Idaho receives little royalties from geothermal development

Alexander Richter Alexander Richter 3 Feb 2009

Based on Idaho Business Review, the State of Idaho receives little royalties out of a federal program based on the Energy Policy Act of 2005.

Based on Idaho Business Review, Idaho, while “famous for its geothermally heated capitol mall and a state with the highest potential for geothermal development” receives little royalties out of a federal program based on the Energy Policy Act of 2005.  The act was supposed to help states and counties to shoulder the costs of geothermal development on federal lands.

The article goes on to describe that the federal government is entitled to 25% of the revenue from lease sales, States receiving 50% and counties getting the remaining 25%. Based on a recent Geothermal Energy Association report, the revenue-sharing program distributed about US$ 27 million to the six most active geothermal states and more than US$ 13 million directly to countries.  “That money has helped states invest in energy infrastructure, bolster general funds and support the expansion of renewable resources.

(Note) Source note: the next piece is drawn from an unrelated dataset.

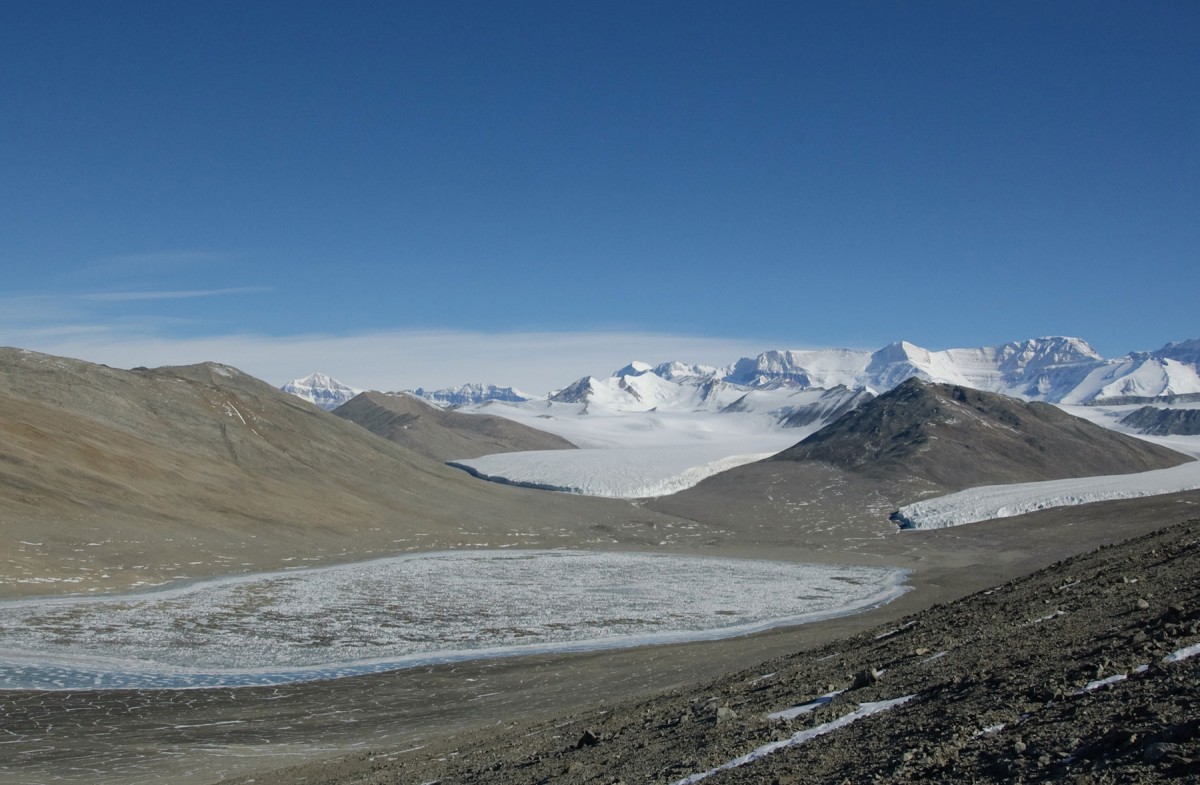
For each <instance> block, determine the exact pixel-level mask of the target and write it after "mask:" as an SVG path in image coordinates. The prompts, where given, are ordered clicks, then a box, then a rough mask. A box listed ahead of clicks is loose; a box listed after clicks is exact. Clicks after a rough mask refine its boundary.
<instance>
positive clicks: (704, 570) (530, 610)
mask: <svg viewBox="0 0 1200 785" xmlns="http://www.w3.org/2000/svg"><path fill="white" fill-rule="evenodd" d="M905 576H906V571H905V570H900V569H894V568H883V567H845V565H820V564H794V563H785V562H767V561H750V559H730V558H710V557H684V556H674V555H662V553H611V552H608V553H605V552H584V551H454V552H440V553H415V555H408V556H402V557H394V558H386V559H378V561H373V562H364V563H358V564H347V565H340V567H329V568H316V569H301V570H290V571H282V573H265V574H257V575H247V576H236V577H226V579H217V580H211V581H204V582H197V583H192V585H187V586H181V587H174V588H169V589H161V591H152V592H142V593H131V594H122V595H112V597H74V598H52V599H34V600H12V601H6V603H0V689H52V690H64V689H124V688H146V689H149V688H199V687H218V685H233V687H244V685H260V684H281V683H288V682H299V681H312V679H323V678H336V677H342V676H350V675H358V673H366V672H378V671H385V670H395V669H398V667H408V666H418V665H427V664H433V663H445V661H455V660H466V659H478V658H487V657H499V655H514V654H528V653H536V652H552V651H590V649H600V648H617V647H625V646H640V645H647V643H659V642H673V641H686V640H712V639H719V637H728V636H733V635H743V634H748V633H752V631H757V630H763V629H768V628H772V627H779V625H785V624H800V623H805V622H811V621H817V619H822V618H829V617H833V616H840V615H846V613H853V612H857V611H862V610H865V609H868V607H874V606H877V605H881V604H884V603H888V601H890V600H893V599H895V598H896V597H899V595H900V594H902V593H904V592H905V591H907V587H906V586H904V579H905Z"/></svg>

It has also helped counties repair roads, settle debts and weather budget holdbacks.”

According to that report, Idaho received a little over US$ 2.9 million in the last 2 fiscal years. California received more than US$ 14.5 million over the same time period.  The Bureau of Land Managment and the Forest Service estimated in a study that Idaho could be cashing in soon. As much as 885 MW could be developed commercially by 2015 in the state and by 2025 as much as 1,670 MW could be on-line. (estimated to provide enough power to more than 1 million people)

Probably, so the article, the hardest competition is lower cost hydro power. Another obstacle is the lack of an accurate picture on geothermal resources and where to find them, a difficult task to swallow for developers who have to take on the exploration risk.